Freedom in the World of Powers. A Thomistic Account
of Two-Way Powers and their Subjects
Michał Głowala ⁞ University of Wrocław, Poland
Book Description
There has been growing interest in recent decades in powers-based accounts of some crucial topics in metaphysics, including modalities, causality, agency, or laws of nature. My present area of interest is a powers-based account of freedom, focusing on the nature of two-way powers. Many prominent philosophers (for example, O’Connor, Lowe, Alvarez, Pink, Stump, Rooney) developed some crucial insights in this area. It seems, however, that there is still much unclarity concerning the interrelated net of issues concerning libertarianism and compatibilism, agent causality, two-way powers, reasons for action or volitionism. In my book, I hope to offer an integrated account of many of these interrelated issues, based on a far more detailed account of the nature of two-way powers and their relationship to agent causality, causality and freedom. From a historical point of view, my main inspirations come from the late scholastic Thomistic debates with Molinists and libertarians from the nominalistic and Scotistic camps.
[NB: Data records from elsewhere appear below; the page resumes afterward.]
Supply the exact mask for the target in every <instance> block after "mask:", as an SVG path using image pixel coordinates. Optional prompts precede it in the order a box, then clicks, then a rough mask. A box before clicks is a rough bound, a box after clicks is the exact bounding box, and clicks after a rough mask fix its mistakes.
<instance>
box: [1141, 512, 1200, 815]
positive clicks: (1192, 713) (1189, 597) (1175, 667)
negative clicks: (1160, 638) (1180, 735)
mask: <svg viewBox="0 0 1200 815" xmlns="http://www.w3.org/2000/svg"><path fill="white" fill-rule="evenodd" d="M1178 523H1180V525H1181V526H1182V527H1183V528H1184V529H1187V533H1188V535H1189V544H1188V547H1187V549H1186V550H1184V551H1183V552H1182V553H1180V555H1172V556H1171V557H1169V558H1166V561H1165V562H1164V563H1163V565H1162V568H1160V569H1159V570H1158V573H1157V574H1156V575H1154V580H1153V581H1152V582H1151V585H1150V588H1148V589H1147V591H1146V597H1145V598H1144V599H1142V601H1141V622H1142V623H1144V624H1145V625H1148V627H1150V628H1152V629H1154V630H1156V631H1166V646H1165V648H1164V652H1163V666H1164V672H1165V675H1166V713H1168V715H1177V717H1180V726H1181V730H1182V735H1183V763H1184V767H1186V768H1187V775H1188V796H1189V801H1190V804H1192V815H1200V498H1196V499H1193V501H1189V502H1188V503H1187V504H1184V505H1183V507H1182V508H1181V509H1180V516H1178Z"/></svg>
These Thomistic debates and standpoints are relatively unknown today, but I hope they still do offer a very attractive unifying framework for dealing with various issues surrounding two-way powers – freedom, agent causality, causal determination or volitions.
About Author
Michał Głowala teaches philosophy at Wrocław University, Poland. His main area of research is late scholastic metaphysics, in particular the metaphysics of powers and agency in the context of contemporary analytic metaphysics and action theory. His publications include a monograph Singleness. Self-Individuation and Its Rejection in the Scholastic Debate on Principles of Individuation (2016) and a number of papers confronting scholastic and analytic metaphysics (including “Physical Intentionality and the Thomistic Theory of Formal Objects”, “Polygeny, Pleiotropy, and Two Kinds of Concurrentist Ontology” and “Power Individuation: A New Version of the Single-Tracking View”). Currently he is working on a book discussing the Thomistic theory of freedom from the perspective of contemporary debates between compatibilism and libertarianism within the project “The Metaphysics of Thomas Aquinas. A Critical Re-Evaluation” led by the International Society for Formal Ontology.